Semi-quantitative analysis for immunofluorescent staining

We adopted a previously published and validated semi-quantitative method to analyze immunofluorescent stained images.28,30 Briefly, we used ImageJ software (National Institutes of Health, Bethesda, Maryland, USA) to measure the fluorescent signal area for each single channel slide on the spheroid cross section. The fluorescent signal area was divided by the total area of the spheroid to determine the ‘covered area’ percentage for each antibody staining on the spheroid (N = 3).

Statistical Methods

Differences between experimental groups were analyzed using an independent student T-test and one-way ANOVA followed by Tukey’s post-hoc test. P<0.05 was considered significantly different for all statistical tests.

Results

Spheroid formation and effect of spheroid diameter on cellular viability and functionality

Human fibroblasts in a 3D scaffold-free spheroid system were successfully formed and cultured. They synthesized and deposited an abundant amount of ECM proteins such as collagen-1 after 7 days culture (Fig. 1 A-E) to facilitate cellular assembly into spherical microtissue (spheroids) in vitro.
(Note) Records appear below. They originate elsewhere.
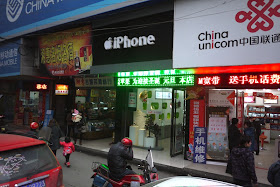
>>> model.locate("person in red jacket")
[60,137,75,167]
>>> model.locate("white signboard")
[209,90,236,120]
[173,0,280,68]
[128,92,137,108]
[208,117,227,134]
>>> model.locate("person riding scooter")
[107,138,135,181]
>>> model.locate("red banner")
[237,96,244,129]
[189,100,205,145]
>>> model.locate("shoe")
[66,162,70,168]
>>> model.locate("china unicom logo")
[6,0,24,22]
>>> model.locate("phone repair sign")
[173,0,280,68]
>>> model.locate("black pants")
[52,150,56,156]
[256,135,260,155]
[233,178,252,187]
[65,154,70,162]
[67,125,76,140]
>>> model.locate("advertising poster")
[39,25,92,76]
[207,107,229,160]
[209,90,236,120]
[189,100,205,151]
[193,127,207,164]
[237,92,244,130]
[0,40,21,77]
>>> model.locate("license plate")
[22,180,46,187]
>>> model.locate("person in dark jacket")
[48,119,63,155]
[267,160,280,187]
[228,118,242,152]
[230,135,258,187]
[226,118,242,174]
[107,138,135,181]
[244,122,256,153]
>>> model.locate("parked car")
[144,176,238,187]
[0,134,64,187]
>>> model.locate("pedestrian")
[230,135,258,187]
[244,122,256,153]
[60,136,75,167]
[226,118,242,174]
[267,160,280,187]
[48,118,63,155]
[66,109,76,139]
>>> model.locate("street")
[57,148,175,187]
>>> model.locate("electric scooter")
[91,149,158,187]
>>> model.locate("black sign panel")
[93,12,173,66]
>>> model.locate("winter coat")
[244,127,256,151]
[60,142,75,156]
[230,146,257,184]
[108,142,133,179]
[267,160,280,187]
[48,125,63,150]
[66,113,74,126]
[228,125,241,150]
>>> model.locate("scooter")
[91,149,158,187]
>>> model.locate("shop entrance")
[170,89,186,157]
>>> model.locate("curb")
[75,145,271,187]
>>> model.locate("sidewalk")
[76,138,274,187]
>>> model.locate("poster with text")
[209,90,236,120]
[207,107,229,160]
[189,100,205,152]
[39,25,92,76]
[193,127,207,164]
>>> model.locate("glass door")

In addition, the immunofluorescent staining of an apoptosis marker (Caspase-3) on cross-sections of the spheroid revealed that high-level viability of fibroblasts was observed for the spheroids with diameter less than 300 μm (Fig. 1 A-C) while significant cell apoptosis (Fig. 1 D-F) was induced in spheroids with a larger size (≥400 μm in diameter) due to progressive hypoxia in the core. Thus, we focused on spheroids with a diameter less than 300 μm in the following experiments.

figure 1.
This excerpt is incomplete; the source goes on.